The Tory leadership is expected to fight British adoption of the euro in Parliament, but the party was "not interested" in leading the wider campaign, Mr Eustice said.

He said the Conservatives had agreed, in principle, that the No Campaign should be "de-politicised".

No detailed discussions had taken place, but the Tories were "aware of how we think the campaign should be conducted", he said.

A Conservative spokesman declined to comment.

Labour support

The No Campaign's links with the Conservatives were confirmed earlier this year when anti-euro party leader Iain Duncan Smith appointed Mr Eustice's predecessor, Dominic Cummings, as his head of strategy.

Among other links, Dixons chief Sir Stanley Kalms, the Conservative Party treasurer, used to perform a similar role for No Campaign affiliate Business for Sterling.
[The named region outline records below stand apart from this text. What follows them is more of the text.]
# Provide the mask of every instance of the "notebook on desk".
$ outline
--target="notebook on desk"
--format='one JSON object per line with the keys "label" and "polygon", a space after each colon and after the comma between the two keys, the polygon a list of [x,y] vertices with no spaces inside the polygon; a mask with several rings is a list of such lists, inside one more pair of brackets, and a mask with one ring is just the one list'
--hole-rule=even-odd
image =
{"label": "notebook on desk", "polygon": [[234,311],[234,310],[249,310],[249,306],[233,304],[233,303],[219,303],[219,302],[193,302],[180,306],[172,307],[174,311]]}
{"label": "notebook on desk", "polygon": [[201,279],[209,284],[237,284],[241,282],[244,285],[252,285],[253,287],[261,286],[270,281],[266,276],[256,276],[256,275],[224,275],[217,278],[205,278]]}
People are less deferential now and more inclined to think for themselves

George Eustice
No Campaign

But the party, in public at least, has tried to get away from its perceived obsession with a single issue.

Mr Duncan Smith has tried to shift the agenda to social issues such as asylum and crime.

Mr Eustice, who stood as a candidate for the anti-EU UK Independence Party candidate at the 1999 European elections, is keen to make use of the growing band of Labour MPs - such as former ministers Frank Field and Kate Hoey - who have come out against the euro.

But he believes the public is more likely to respond to colourful figures such as Wetherspoons pub boss Tim Martin or comedian Harry Enfield, who stars in a No Campaign cinema advertisement to be screened throughout the summer.

Tactic will backfire

"The pro-euro campaign will be forced to rely on the political elites to make their case but we will turn that to our advantage by running a popular non-political campaign that connects with voters and that is focused on jobs and living standards.

"It will be a people's campaign," he said.
Dominic Cummings
Dominic Cummings is in charge of Tory strategy

"It is important that we connect with the whole population."

But Mr Eustice denied the No Campaign was obsessed with "stunts and scams", as has been alleged by the pro-euro Britain in Europe group.

Britain in Europe is expected to field political heavyweights such as Tony Blair, Charles Kennedy and former Chancellor Kenneth Clarke, as well as big hitters from the business world.

But Mr Eustice believes this tactic will backfire.

'Less deferential'

Citing the 1975 referendum on British membership of the Common Market, as it was then known, he said people were less inclined to trust the views of politicians today.

"It will not be like 1975, when all the leading political figures were on one side.

"This time the fact that figures like Tony Blair and Gordon Brown will be backing a yes vote will be less of a factor.

"People are less deferential now and more inclined to think for themselves."

'High handed'

Mr Eustice points to the example of Denmark, which voted to reject the euro in 2000 - against the advice of the main political parties, as well as the country's business leaders and trade unions.

"The Danish people felt it was high-handed, telling them what to do.

"We think that will be very much the case here."

He accused Britian in Europe of "lethargy" and said the group lacked a sense of direction.

"They really don't have much of strategy.

"Their whole strategy seems to be to push the government into holding a referendum."

'Losing credibility'

The government's insistence on the five economic tests was just a smokescreen - and the eventual decision would be a purely political one, he said.

"It (the five tests) is a policy that has got a certain shelf-life and that time is running out.

"It is starting to lose credibility."

If a referendum is to be called at all in the current parliament, he said, he expected preparations to begin in the Autumn for a spring 2003 vote.